# Deterministic and stochastic properties of self-similar Rayleigh-Taylor   mixing induced by space-varying acceleration

**Authors:** Arun Pandian, Snezhana I. Abarzhi

arXiv: 1902.04497 · 2019-02-13

## TL;DR

This paper investigates the properties of self-similar Rayleigh-Taylor mixing induced by space-varying acceleration, using group theory and stochastic modeling to understand deterministic and statistical behaviors across different regimes.

## Contribution

It introduces a novel analysis of Rayleigh-Taylor mixing with variable acceleration, identifying critical exponents and invariant quantities that distinguish different mixing types.

## Key findings

- Self-similar mixing can be Rayleigh-Taylor or Richtmyer-Meshkov type depending on acceleration exponent.
- A critical exponent separates the two mixing regimes.
- Invariant quantities characterize the different types of mixing.

## Abstract

Rayleigh-Taylor interfacial mixing has critical importance in a broad range of processes in nature and technology.
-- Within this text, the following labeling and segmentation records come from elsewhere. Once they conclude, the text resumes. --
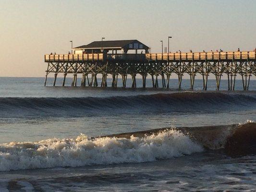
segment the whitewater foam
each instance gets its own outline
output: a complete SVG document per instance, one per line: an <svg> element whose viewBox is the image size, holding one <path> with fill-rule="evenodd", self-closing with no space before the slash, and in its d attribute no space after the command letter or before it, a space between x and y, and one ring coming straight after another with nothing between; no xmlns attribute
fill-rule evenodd
<svg viewBox="0 0 256 192"><path fill-rule="evenodd" d="M153 161L203 150L172 129L144 137L101 137L81 134L76 139L0 144L0 171Z"/></svg>

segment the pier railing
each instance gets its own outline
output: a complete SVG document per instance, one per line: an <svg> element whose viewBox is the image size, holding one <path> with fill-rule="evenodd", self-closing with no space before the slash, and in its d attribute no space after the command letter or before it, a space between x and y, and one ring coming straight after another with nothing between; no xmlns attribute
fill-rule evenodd
<svg viewBox="0 0 256 192"><path fill-rule="evenodd" d="M45 62L83 61L192 61L219 60L250 60L256 59L256 52L215 52L147 54L103 53L45 55Z"/></svg>
<svg viewBox="0 0 256 192"><path fill-rule="evenodd" d="M103 60L103 54L45 55L45 62Z"/></svg>
<svg viewBox="0 0 256 192"><path fill-rule="evenodd" d="M148 60L255 60L256 52L215 52L146 54Z"/></svg>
In most instances Rayleigh-Taylor dynamics is induced by variable acceleration, whereas the bulk of existing studies is focused on the cases of constant and impulsive accelerations referred respectively as classical Rayleigh-Taylor and classical Richtmyer-Meshkov dynamics. In this work we consider Rayleigh-Taylor mixing induced by variable acceleration with power-law dependence on the spatial coordinate in the acceleration direction. We apply group theory and momentum model to find deterministic asymptotic solutions for self-similar RT mixing. We further augment momentum model with a stochastic process to study numerically the effect of fluctuations on statistical properties of self-similar mixing in a broad parameter regime. We reveal that self-similar mixing can be Rayleigh-Taylor-type and Richtmyer-Meshkov type depending on the acceleration exponent. We further find the value of critical exponent separating Rayleigh-Taylor-type mixing and Richtmyer-Meshkov-type mixing, and identify invariant quantities characterizing Rayleigh-Taylor-type mixing and Richtmyer-Meshkov-type mixing.